MONTEREY, Calif. When Dr. Bernard Meyerson, vice president of strategic alliances and chief technical officer of IBM Corp. speaks, the industry listens.
In a keynote at Global Press Summit in Monterey earlier this week, Meyerson reiterated his view that innovation, not scaling will have to drive next-generation IC development.
Meyerson pointed out that atoms do not scale as the industry pushes for smaller features and thinner oxides. Instead, he called for device, circuit, and architectural innovations to push up system performance. The industry can no longer just increase clock frequency to increase performance, since higher frequencies and higher integration levels increase processor power consumption, pushing today's devices to their upper limits in air-cooled systems.
Tracing semiconductor development since the late 1960s, Meyerson described two inflection points. In the first, designers in the 1960's and 1970's pushed bipolar technology from chips with just a few transistors to circuits with tens of thousands of gates, until the chips became too power-hungry to integrate more logic.
As bipolar was reaching its limit, a new technology, CMOS, was in its infancy and promised to increase performance and density but at much lower power levels than bipolar. Since the 1970s, designers have been driving CMOS to higher levels of gate counts and performance, such that current CMOS chips are just as power-hungry as earlier bipolar circuits.
Meyerson points out the industry is now at a second inflection point, but lacks a new technology to replace CMOS near-term. Promising technologies such as carbon nanotubes remain 10 to 15 years away.
For the next decade, Meyerson believes technologies such as strained silicon and silicon-on-insulator, as well as new device structures such as dual-gate and finFET transistors, will enable chip designers to create next-generation circuits with 45- nanometer 32-nanometer, and smaller feature dimensions using established CMOS logic techniques.

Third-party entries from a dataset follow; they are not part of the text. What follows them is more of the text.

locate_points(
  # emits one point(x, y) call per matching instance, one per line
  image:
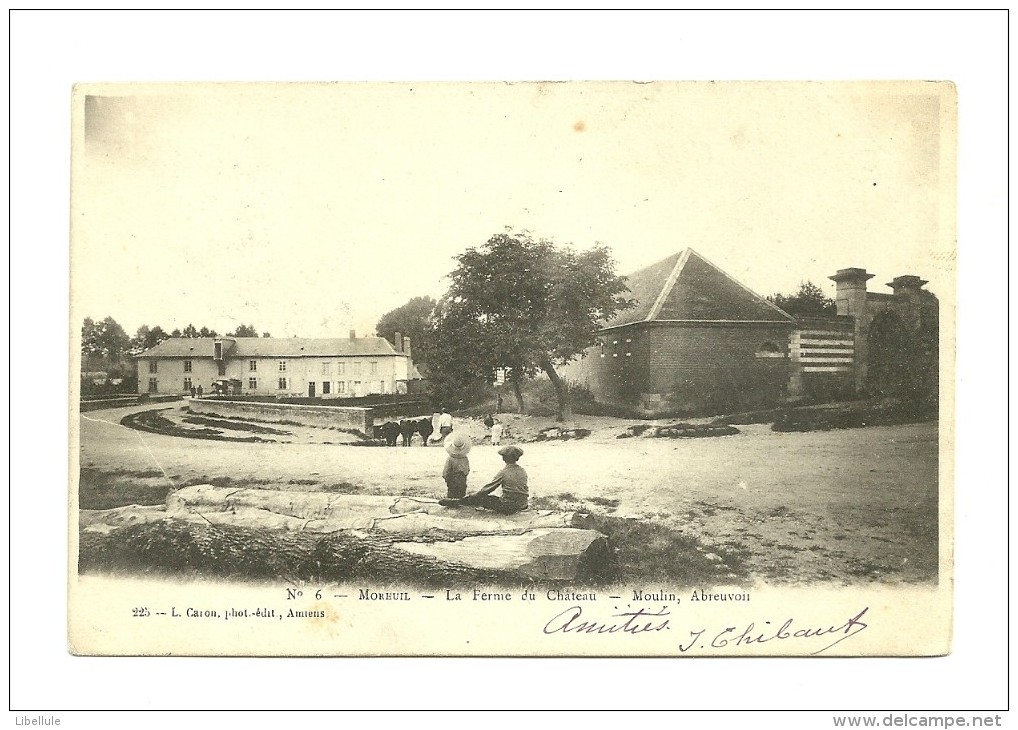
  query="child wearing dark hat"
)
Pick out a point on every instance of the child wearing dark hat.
point(512, 480)
point(457, 466)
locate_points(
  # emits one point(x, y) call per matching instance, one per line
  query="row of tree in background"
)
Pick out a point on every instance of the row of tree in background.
point(526, 305)
point(516, 304)
point(107, 347)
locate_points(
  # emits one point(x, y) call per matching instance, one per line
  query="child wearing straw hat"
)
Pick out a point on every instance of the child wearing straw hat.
point(512, 480)
point(457, 466)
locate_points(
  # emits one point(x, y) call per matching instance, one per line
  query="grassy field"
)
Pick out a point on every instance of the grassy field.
point(758, 506)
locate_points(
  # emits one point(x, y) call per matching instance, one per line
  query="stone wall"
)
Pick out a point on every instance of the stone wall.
point(318, 415)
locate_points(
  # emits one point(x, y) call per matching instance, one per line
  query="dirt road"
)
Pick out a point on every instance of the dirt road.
point(838, 507)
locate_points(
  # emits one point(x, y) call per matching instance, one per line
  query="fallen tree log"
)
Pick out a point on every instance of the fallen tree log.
point(409, 538)
point(549, 554)
point(325, 512)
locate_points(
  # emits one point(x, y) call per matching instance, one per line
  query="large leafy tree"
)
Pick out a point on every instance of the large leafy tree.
point(526, 304)
point(147, 337)
point(413, 320)
point(809, 300)
point(105, 340)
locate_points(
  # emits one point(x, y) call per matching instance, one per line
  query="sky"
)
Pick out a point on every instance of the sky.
point(313, 209)
point(133, 280)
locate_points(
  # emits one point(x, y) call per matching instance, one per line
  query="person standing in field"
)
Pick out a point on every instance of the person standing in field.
point(457, 466)
point(445, 425)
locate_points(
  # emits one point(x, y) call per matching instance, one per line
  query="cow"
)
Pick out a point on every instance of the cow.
point(390, 432)
point(407, 429)
point(426, 430)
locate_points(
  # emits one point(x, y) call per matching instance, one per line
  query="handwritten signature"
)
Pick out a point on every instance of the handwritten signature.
point(642, 620)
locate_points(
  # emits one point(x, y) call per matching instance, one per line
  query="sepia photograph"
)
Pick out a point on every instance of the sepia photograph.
point(621, 365)
point(505, 359)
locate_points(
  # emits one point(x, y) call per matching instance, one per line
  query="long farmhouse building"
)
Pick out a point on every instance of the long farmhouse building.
point(347, 367)
point(697, 340)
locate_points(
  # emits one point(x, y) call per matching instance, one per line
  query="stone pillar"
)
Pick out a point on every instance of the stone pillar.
point(851, 298)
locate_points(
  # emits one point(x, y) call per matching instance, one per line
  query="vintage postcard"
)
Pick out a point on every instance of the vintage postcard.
point(524, 369)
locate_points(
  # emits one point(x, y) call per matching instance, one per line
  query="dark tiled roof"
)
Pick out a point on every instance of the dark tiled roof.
point(273, 347)
point(689, 288)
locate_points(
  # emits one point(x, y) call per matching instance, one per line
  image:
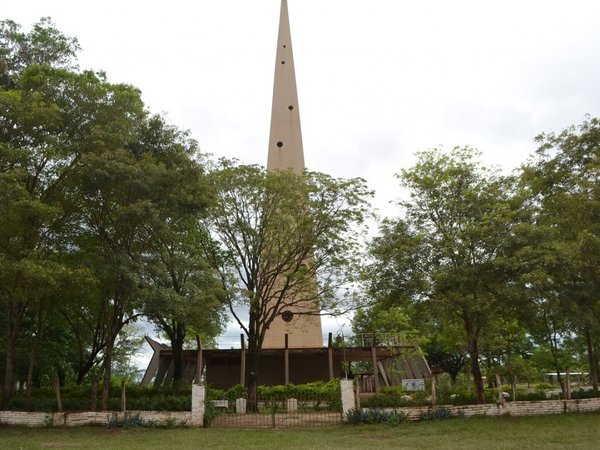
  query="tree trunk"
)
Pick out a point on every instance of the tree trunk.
point(592, 359)
point(107, 375)
point(476, 371)
point(12, 331)
point(32, 357)
point(177, 347)
point(252, 377)
point(7, 386)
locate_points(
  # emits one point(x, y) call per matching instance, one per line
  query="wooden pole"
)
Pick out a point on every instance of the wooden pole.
point(57, 392)
point(242, 361)
point(374, 360)
point(94, 395)
point(500, 392)
point(330, 355)
point(199, 362)
point(286, 356)
point(123, 397)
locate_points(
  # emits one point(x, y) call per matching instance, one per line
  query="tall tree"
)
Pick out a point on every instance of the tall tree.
point(50, 115)
point(285, 239)
point(562, 185)
point(461, 215)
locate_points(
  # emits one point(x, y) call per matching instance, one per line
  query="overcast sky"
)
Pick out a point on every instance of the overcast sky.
point(377, 79)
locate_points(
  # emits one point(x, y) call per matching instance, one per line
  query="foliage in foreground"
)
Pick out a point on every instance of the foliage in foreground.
point(375, 416)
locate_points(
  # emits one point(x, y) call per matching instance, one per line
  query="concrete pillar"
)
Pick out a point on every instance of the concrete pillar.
point(292, 405)
point(240, 405)
point(347, 393)
point(198, 398)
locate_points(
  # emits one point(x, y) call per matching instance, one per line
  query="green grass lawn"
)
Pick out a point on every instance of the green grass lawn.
point(573, 431)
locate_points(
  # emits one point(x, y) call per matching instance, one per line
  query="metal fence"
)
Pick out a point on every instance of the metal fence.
point(278, 412)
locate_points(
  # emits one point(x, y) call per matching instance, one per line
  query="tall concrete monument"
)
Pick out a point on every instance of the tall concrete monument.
point(301, 322)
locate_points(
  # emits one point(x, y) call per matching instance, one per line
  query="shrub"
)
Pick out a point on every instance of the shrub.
point(582, 393)
point(375, 416)
point(439, 413)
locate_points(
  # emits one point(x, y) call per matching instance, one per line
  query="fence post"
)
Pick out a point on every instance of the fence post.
point(94, 395)
point(198, 399)
point(501, 400)
point(123, 397)
point(433, 391)
point(57, 392)
point(347, 392)
point(273, 407)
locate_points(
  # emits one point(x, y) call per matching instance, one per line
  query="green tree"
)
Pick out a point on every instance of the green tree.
point(562, 186)
point(49, 117)
point(459, 218)
point(278, 233)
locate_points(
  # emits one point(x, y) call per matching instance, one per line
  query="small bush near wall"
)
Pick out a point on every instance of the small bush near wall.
point(375, 416)
point(439, 413)
point(78, 398)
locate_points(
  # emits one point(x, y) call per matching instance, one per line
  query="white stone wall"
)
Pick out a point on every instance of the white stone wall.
point(523, 408)
point(35, 419)
point(195, 418)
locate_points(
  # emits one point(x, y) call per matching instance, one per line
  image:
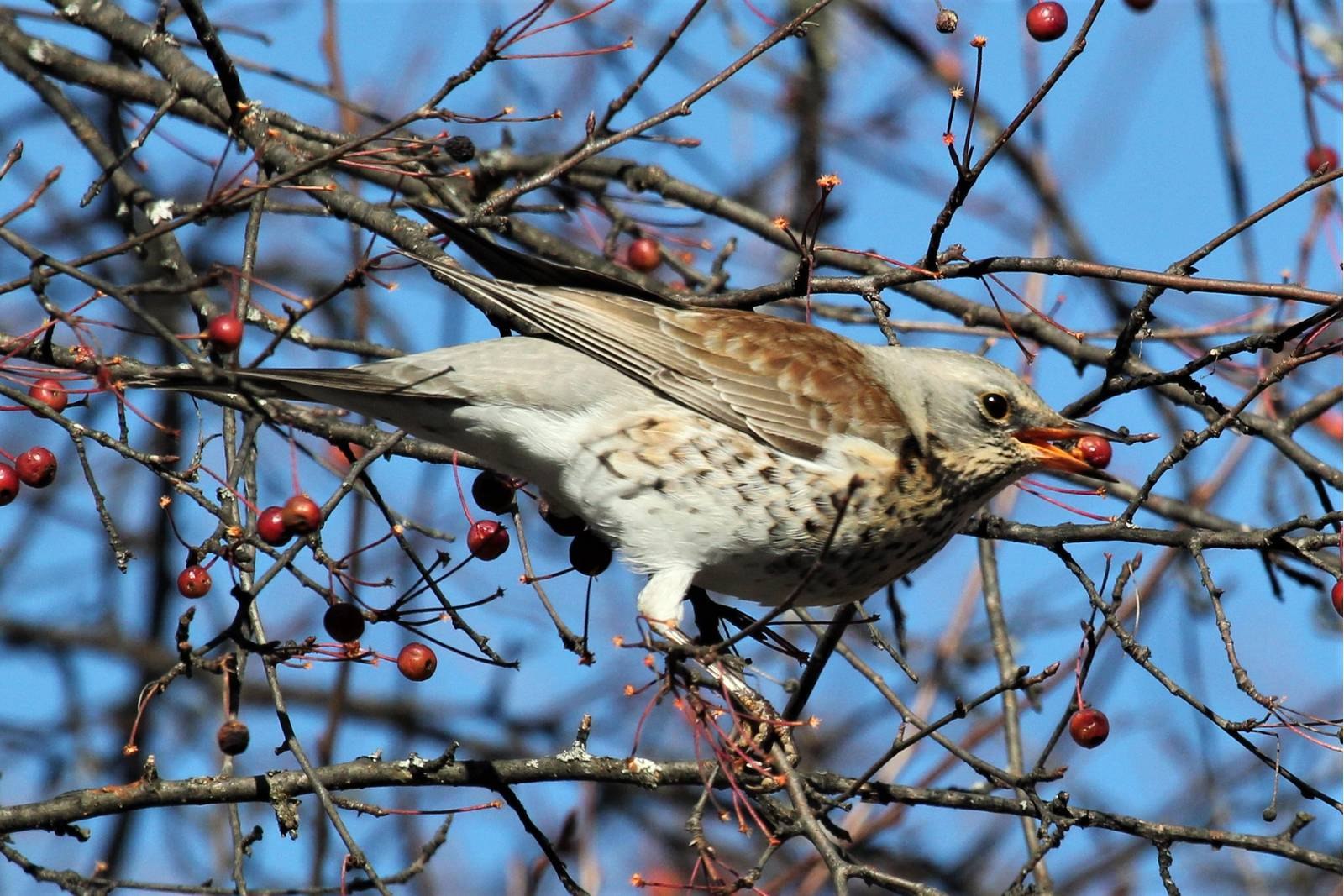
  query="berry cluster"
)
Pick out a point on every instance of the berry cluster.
point(300, 515)
point(35, 468)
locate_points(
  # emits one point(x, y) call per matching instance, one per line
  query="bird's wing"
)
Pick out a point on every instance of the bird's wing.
point(790, 385)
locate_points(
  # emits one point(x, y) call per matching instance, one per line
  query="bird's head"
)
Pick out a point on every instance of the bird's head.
point(984, 422)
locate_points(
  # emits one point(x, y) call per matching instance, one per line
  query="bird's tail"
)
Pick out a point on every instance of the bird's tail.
point(286, 383)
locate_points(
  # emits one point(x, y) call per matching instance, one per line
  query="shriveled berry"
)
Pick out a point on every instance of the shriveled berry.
point(487, 539)
point(1047, 22)
point(226, 333)
point(417, 661)
point(8, 484)
point(589, 553)
point(270, 527)
point(644, 255)
point(1321, 156)
point(302, 515)
point(50, 392)
point(194, 582)
point(460, 148)
point(562, 524)
point(37, 468)
point(233, 738)
point(343, 622)
point(492, 492)
point(1095, 450)
point(1089, 727)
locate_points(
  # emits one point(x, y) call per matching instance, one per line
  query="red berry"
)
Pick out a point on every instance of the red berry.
point(270, 527)
point(492, 492)
point(194, 582)
point(1089, 727)
point(51, 394)
point(37, 466)
point(8, 484)
point(589, 553)
point(417, 661)
point(226, 333)
point(233, 738)
point(343, 622)
point(487, 539)
point(1047, 22)
point(302, 515)
point(1321, 156)
point(1093, 449)
point(561, 523)
point(644, 255)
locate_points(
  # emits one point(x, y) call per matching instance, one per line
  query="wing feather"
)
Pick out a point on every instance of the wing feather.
point(788, 383)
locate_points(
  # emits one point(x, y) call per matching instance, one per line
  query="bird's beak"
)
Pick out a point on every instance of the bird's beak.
point(1041, 441)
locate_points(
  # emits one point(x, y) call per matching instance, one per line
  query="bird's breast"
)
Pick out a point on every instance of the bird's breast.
point(675, 490)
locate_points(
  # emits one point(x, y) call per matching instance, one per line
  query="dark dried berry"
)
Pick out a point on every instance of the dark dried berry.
point(50, 392)
point(492, 492)
point(460, 148)
point(589, 553)
point(343, 622)
point(562, 524)
point(233, 738)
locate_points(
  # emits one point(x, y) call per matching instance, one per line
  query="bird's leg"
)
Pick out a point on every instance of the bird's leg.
point(662, 604)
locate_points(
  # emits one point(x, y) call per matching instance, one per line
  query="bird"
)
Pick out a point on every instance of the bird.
point(743, 453)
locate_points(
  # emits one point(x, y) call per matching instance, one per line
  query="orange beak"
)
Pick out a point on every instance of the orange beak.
point(1041, 443)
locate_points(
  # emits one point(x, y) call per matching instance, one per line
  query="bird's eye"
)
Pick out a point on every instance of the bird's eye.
point(996, 405)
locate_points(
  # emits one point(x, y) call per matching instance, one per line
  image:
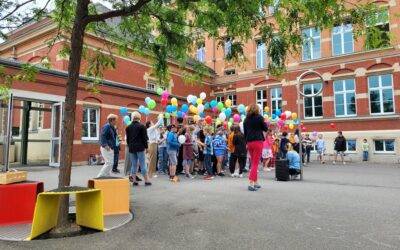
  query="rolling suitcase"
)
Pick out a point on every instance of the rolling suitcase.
point(282, 170)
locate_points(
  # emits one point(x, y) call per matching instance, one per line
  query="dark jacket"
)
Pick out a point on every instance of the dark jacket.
point(253, 127)
point(108, 137)
point(240, 145)
point(340, 143)
point(136, 137)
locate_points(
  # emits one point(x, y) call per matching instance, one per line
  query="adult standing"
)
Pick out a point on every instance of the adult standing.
point(153, 134)
point(254, 128)
point(136, 137)
point(108, 144)
point(340, 147)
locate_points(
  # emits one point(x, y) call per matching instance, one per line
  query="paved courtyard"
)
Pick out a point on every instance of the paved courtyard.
point(335, 207)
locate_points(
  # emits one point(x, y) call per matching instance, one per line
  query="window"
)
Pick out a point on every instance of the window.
point(276, 99)
point(312, 105)
point(220, 98)
point(229, 72)
point(384, 146)
point(351, 145)
point(262, 98)
point(345, 97)
point(342, 39)
point(381, 94)
point(261, 55)
point(201, 53)
point(311, 44)
point(378, 30)
point(227, 47)
point(90, 123)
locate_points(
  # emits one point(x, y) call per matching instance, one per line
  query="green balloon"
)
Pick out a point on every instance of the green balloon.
point(220, 106)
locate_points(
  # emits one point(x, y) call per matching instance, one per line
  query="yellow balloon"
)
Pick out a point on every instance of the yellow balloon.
point(228, 103)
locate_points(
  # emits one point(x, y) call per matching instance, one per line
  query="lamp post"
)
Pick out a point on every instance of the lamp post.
point(300, 94)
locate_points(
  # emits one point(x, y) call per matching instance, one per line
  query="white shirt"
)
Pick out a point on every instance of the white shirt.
point(153, 133)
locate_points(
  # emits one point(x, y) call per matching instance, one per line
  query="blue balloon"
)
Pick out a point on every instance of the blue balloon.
point(228, 112)
point(123, 110)
point(185, 108)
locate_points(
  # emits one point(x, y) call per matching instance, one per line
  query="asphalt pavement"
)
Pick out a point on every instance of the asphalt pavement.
point(356, 206)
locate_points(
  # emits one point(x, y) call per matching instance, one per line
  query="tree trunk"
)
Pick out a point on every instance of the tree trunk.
point(68, 122)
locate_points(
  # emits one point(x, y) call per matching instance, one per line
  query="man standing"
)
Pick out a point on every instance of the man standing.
point(153, 134)
point(108, 145)
point(136, 137)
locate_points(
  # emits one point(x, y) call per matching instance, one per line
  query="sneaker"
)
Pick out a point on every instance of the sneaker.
point(208, 177)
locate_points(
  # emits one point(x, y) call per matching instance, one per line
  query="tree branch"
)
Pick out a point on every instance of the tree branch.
point(126, 11)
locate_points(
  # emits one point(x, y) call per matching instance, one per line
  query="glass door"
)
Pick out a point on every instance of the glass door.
point(6, 110)
point(56, 126)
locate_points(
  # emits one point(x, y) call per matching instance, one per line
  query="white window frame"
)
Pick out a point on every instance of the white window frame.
point(89, 137)
point(380, 88)
point(384, 146)
point(342, 32)
point(313, 102)
point(276, 99)
point(344, 92)
point(201, 53)
point(312, 44)
point(233, 98)
point(261, 50)
point(263, 99)
point(347, 146)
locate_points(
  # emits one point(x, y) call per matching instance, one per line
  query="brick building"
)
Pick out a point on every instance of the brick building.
point(361, 87)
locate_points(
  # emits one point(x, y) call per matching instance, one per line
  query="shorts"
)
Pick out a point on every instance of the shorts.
point(267, 153)
point(187, 162)
point(219, 153)
point(173, 158)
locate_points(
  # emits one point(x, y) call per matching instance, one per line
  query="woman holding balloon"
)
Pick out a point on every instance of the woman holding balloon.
point(254, 128)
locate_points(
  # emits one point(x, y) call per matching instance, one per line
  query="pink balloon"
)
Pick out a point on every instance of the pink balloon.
point(236, 118)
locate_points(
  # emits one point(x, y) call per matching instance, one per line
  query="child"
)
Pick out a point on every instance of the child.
point(219, 145)
point(321, 147)
point(282, 147)
point(172, 149)
point(267, 151)
point(187, 154)
point(208, 152)
point(239, 154)
point(365, 147)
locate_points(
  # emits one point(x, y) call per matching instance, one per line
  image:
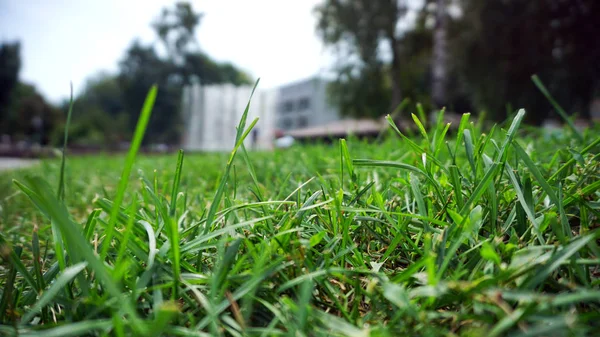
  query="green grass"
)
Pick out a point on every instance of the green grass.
point(425, 234)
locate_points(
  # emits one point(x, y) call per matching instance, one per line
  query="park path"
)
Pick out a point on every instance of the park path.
point(15, 163)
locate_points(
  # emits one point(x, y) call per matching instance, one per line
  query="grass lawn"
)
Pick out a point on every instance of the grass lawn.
point(476, 233)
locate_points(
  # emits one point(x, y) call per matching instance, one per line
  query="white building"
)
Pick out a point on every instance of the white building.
point(304, 104)
point(211, 114)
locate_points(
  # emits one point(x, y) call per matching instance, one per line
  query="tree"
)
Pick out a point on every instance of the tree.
point(361, 28)
point(139, 70)
point(31, 118)
point(185, 63)
point(440, 55)
point(498, 45)
point(99, 114)
point(10, 65)
point(176, 29)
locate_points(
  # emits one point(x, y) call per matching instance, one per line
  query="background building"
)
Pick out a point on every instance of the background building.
point(304, 104)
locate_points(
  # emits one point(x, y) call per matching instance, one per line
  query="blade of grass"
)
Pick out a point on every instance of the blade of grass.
point(140, 129)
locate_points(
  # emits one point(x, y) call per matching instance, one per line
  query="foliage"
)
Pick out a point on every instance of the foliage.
point(359, 29)
point(500, 44)
point(10, 64)
point(30, 117)
point(494, 47)
point(494, 231)
point(143, 66)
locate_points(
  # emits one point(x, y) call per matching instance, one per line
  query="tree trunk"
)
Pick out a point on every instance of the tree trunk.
point(396, 65)
point(440, 56)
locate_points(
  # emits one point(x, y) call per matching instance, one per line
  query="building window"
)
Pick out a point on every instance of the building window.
point(302, 121)
point(303, 104)
point(287, 106)
point(286, 123)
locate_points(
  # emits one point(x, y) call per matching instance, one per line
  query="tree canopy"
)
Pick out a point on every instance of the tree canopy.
point(480, 58)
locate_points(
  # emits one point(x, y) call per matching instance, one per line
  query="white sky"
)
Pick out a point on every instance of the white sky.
point(72, 40)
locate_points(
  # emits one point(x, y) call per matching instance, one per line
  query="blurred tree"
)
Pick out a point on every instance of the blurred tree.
point(10, 64)
point(439, 60)
point(99, 117)
point(185, 63)
point(176, 29)
point(361, 29)
point(139, 70)
point(498, 45)
point(31, 117)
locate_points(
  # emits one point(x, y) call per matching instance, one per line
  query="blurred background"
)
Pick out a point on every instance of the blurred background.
point(326, 66)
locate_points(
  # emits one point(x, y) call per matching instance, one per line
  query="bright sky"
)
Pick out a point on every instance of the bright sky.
point(71, 40)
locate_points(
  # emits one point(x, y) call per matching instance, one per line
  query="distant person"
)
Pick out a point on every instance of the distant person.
point(255, 138)
point(282, 140)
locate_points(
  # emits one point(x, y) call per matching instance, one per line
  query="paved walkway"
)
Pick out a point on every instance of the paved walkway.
point(15, 163)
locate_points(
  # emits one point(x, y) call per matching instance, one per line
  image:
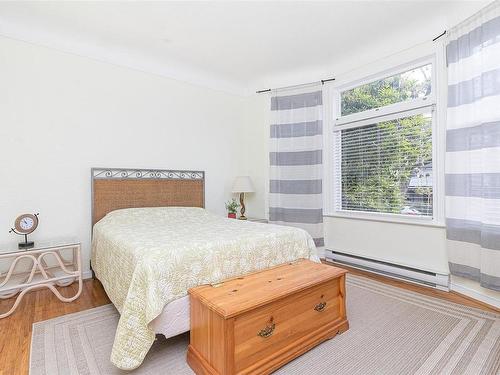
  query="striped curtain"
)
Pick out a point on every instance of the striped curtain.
point(296, 155)
point(473, 148)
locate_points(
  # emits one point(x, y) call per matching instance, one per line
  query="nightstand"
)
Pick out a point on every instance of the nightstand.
point(258, 220)
point(50, 264)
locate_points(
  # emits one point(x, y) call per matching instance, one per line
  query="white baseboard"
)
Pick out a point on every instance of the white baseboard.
point(475, 294)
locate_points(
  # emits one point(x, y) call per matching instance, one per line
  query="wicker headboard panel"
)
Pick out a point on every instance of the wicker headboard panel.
point(115, 188)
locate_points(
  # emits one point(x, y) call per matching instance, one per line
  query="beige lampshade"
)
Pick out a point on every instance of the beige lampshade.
point(243, 184)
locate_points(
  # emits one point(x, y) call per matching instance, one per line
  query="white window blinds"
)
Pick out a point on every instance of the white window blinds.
point(386, 166)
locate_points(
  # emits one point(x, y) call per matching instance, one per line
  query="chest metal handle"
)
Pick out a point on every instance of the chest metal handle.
point(320, 306)
point(268, 331)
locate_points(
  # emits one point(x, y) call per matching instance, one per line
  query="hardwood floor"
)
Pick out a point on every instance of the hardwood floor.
point(15, 331)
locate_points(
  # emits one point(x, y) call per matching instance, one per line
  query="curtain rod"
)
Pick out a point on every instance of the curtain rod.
point(322, 81)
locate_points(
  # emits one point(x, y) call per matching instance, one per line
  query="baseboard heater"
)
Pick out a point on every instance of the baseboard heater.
point(413, 275)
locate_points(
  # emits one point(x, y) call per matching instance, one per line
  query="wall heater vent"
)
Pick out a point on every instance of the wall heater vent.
point(413, 275)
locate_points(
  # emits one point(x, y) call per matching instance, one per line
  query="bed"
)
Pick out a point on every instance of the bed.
point(153, 240)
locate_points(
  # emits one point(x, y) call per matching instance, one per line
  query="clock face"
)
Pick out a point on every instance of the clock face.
point(26, 223)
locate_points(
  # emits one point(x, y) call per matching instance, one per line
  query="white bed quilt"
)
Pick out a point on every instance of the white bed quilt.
point(148, 257)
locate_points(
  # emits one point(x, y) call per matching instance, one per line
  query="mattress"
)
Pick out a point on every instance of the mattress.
point(148, 258)
point(174, 319)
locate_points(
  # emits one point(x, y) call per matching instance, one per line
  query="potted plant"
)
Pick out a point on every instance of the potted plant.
point(231, 207)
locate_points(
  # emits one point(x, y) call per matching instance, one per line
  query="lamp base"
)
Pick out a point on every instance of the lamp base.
point(26, 245)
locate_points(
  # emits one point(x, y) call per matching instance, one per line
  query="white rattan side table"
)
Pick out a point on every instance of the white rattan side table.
point(46, 265)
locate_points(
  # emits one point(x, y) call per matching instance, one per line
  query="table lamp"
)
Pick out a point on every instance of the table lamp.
point(242, 185)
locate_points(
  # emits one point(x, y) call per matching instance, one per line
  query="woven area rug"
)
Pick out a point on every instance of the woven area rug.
point(392, 331)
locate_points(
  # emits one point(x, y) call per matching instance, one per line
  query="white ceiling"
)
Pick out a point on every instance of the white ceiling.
point(233, 46)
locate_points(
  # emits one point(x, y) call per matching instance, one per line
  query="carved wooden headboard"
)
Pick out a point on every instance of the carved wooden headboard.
point(115, 188)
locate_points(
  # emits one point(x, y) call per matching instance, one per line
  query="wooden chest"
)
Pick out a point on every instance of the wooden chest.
point(257, 323)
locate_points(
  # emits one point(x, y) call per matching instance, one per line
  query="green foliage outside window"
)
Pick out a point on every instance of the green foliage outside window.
point(379, 160)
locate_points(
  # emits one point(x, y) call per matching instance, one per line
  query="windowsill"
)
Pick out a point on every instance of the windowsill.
point(425, 222)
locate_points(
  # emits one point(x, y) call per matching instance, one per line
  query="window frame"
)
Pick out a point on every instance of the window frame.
point(431, 103)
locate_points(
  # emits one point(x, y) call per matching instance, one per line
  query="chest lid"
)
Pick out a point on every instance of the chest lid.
point(236, 296)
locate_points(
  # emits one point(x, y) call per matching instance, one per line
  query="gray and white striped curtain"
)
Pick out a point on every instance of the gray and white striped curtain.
point(296, 157)
point(473, 148)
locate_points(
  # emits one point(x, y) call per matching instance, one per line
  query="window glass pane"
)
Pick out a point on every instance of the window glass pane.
point(387, 167)
point(398, 88)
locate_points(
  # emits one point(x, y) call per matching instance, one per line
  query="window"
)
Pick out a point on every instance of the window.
point(402, 87)
point(383, 148)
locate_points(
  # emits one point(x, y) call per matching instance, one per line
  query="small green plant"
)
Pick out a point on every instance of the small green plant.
point(232, 206)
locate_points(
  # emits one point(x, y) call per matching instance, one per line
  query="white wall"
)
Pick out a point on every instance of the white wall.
point(61, 114)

But it is not just a matter of applying these structures to achieve increased levels of performance. Using the company's BlueGene high performance supercomputing systems as an example, Meyerson explained that even though the system only uses 800 MHz processors, it delivers world-class performance through architectural innovation. This includes deploying many parallel processors and a highly-efficient communications infrastructure allowing many processors to rapidly transfer data so idling time is minimized.
Referring to the optimization of all aspects of the system as holistic design, Meyerson explains that IBM was able to achieve industry-leading performance without requiring maximum chip performance and still deliver systems that were one-twentieth the size and one-twenty-eighth the power of the closest competitor.
Meyerson believes the same concept can be applied at the chip level, first through virtualization by allowing one processor to run multiple program threads so that it never has an idle state. The second step would be to integrate multiple processors on the same chip as other processor vendors have already started to do.
One multiprocessor solution is the Cell processor, on which IBM teamed with Sony Corp. and Toshiba Corp. to develop. Sony will use the Cell chip in its forthcoming Playstation 3 game console.
Meyerson concluded the presentation by stating it would likely cost more to innovate as feature sizes shrink. To spread the cost, he suggested companies form partnerships, as few will be able to single-handedly finance next-generation fabs.